Procediamo verso viale Matteotti, c'è tanta gente, ma proprio tanta, sicuramente il doppio di quanta ne dichiarerà il Viminale, ma si sa, ai loro occhi quelli che portano le bandiere rosse sono invisibili. 

 

Fa freddo e già mi scappa la pipì, dove andrò? E' tutto chiuso e se "la fo" come dicono qui, in un prato, la Fallaci mi scortica viva o mi dà della mussulmana

Il problema è che mi viene da ridere con questi "maledetti" ragazzacci!
Portano uno striscione dove c'è scritto che: LA GUERRA E' BELLA, BERLUSCONI E' INNOCENTE, MIA MADRE E' VERGINE.
Mammina, ovunque tu sia, perdonami ma è quest'ultima l'ipotesi più probabile.
Occhieggiamo ancora gli striscioni, questa volta il ciglio si inumidisce: SIAMO UN POPOLO DI SOGNATORI, PER QUESTO SIAMO INVINCIBILI. 
Soffia la trmontana, Firenze è gelida, il sole è scomparso; azzardo un pensiero malizioso: Berlusconi ci ama!

 

I fiorentini hanno steso drappi bianchi alle finestre, si sbracciano per salutare, quasi si scusano di essere stati, come dicono loro, così "bischeri" nel credere al catastrofismo di regime.
Dove sono le devastazioni promesse dal Silvio nazionale?
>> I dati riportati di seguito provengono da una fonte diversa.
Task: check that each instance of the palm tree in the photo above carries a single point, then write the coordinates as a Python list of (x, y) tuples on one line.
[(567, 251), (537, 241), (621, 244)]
Sento mia figlia al cellulare, siamo vicine ma divise da questa marea umana, vorrei abbracciarla insieme a tutti questi altri ragazzi, belli, con la speranza negli occhi e la fede incrollabile di poter cambiare il mondo.
SCENDO, CAMBIO IL MONDO E TORNO, dice appunto uno striscione appeso ad un balcone.

A piano terra un ragazzino bello come un putto michelangiolesco, distribuisce acqua e bevande calde ai "forzati" della marcia pacifica, le musiche partigiane mescolate ai rap sconvolgono le visceri: è qualcosa di grande, grande, GRANDE!

Ho i piedi come due zampogne, malgrado questo e i miei sessant'anni, mi avvio stoicamente verso lo stadio, meta finale del corteo. 
CHI NON SALTA BERLUSCONI E', come faccio a non farlo? Le fitte dolorose alle estremità non mi fermano, non raggiungerò però il palco dove fanno musica, il muro umano è invalicabile.

Insieme ai miei amici e compagni di avventura riprendiamo la strada del ritorno: altri 7 km per raggiungere la macchina! Nella città del buon cibo ho il ricordo gastronomico di una focaccia fredda; i ragazzi raccolgono la spazzatura e ordinatamente la depositano negli angoli.
Steso su un cancello un lenzuolo bianco, non simbolo di pace, ma di una guerra personale:
ORIANA VAI A CAGARE!
Che ragazzacci!

Abbiamo una gomma a terra, ma non è stata "una domenica bestiale" solo un sabato indimenticabile.